Article 1 of the Treaty lays out its objectives, which are “the conservation and sustainable use of plant genetic resources for food and agriculture and the fair and equitable sharing of the benefits arising out of their use, in harmony with the Convention on Biological Diversity, for sustainable agriculture and food security.” The UN Food and Agriculture Organization has elaborated on this further, describing the three aims of the treaty as: “(1) recognizing the enormous contribution of farmers to the diversity of crops that feed the world; (2) establishing a global system to provide farmers, plant breeders and scientists with access to plant genetic materials; [and] (3) ensuring that recipients share benefits they derive from the use of these genetic materials with the countries where they have been originated.”138 The Treaty’s most important feature is the “Multilateral System,” which supersedes the CBD’s access and benefit sharing scheme for 64 prominent agricultural crops139 (Annex I crops)– 35 food crops and 29 forage species.140 The crops selected for inclusion were those most important to food security and on which countries are the most interdependent.141 These include rice, beans, potatoes, wheat, maize, and coconut, to name a few.142 Some have criticized this selection as under-representative of tropical species and have pointed to the unwillingness of some developing countries to list certain vital crop species due to continued fears of biopiracy as limiting the Treaty’s effectiveness conserving regional staple crops.143 Regardless, the crops included in the Treaty’s Multilateral System are fairly comprehensive, accounting for roughly eighty percent world’s annual plant-calorie intake.144

Under the Treaty, countries pledge to grant facilitated access to these crops and any related information where they exist in the collections of gene banks that “are under the management and control of the Contracting Parties and in the public domain.”145 This brings the collections of the national seed banks and field gene banks of participating nations into the Multilateral System. In addition to the national gene banks of contracting nations, the Multilateral System established by the Treaty also includes the ex situ collections of the CGIAR network of seed banks146 and the seed banks within the IARC network.147 While the Treaty leaves intact the CBD’s framework for most genetic resources, it seeks to ensure continued access to certain crucial plant species as an international resource.
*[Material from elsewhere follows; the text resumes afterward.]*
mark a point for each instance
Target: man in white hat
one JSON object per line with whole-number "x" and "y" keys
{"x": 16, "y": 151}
The Treaty’s focus on ensuring free and open access to public seed bank collections harkens back to the IUPGR’s “heritage of mankind” approach, while the Treaty also incorporates elements of the contractual benefit sharing scheme used in the Convention on Biological Diversity.148 The Treaty utilizes the CBD’s system of access on the basis of prior informed consent and mutually agreed terms but sets standard terms and conditions governing access to species covered by the Treaty.149 The Treaty also established and endowed the Global Crop Diversity Trust, which provides funding to ensure the continued viability of the world’s gene banks.150 It is this endowment which eventually led to the formation of the Svalbard Global Seed Vault—a seed bank operated by the Trust in Svalbard, Norway to act as a secure location for seed banks around the world to deposit “backup” copies of their most important seeds.151 The Multilateral System and the Global Crop Diversity Trust seek to ensure the conservation of the plant genetic resources most important to global agriculture, as well as unify and simplify procedures for accessing these resources.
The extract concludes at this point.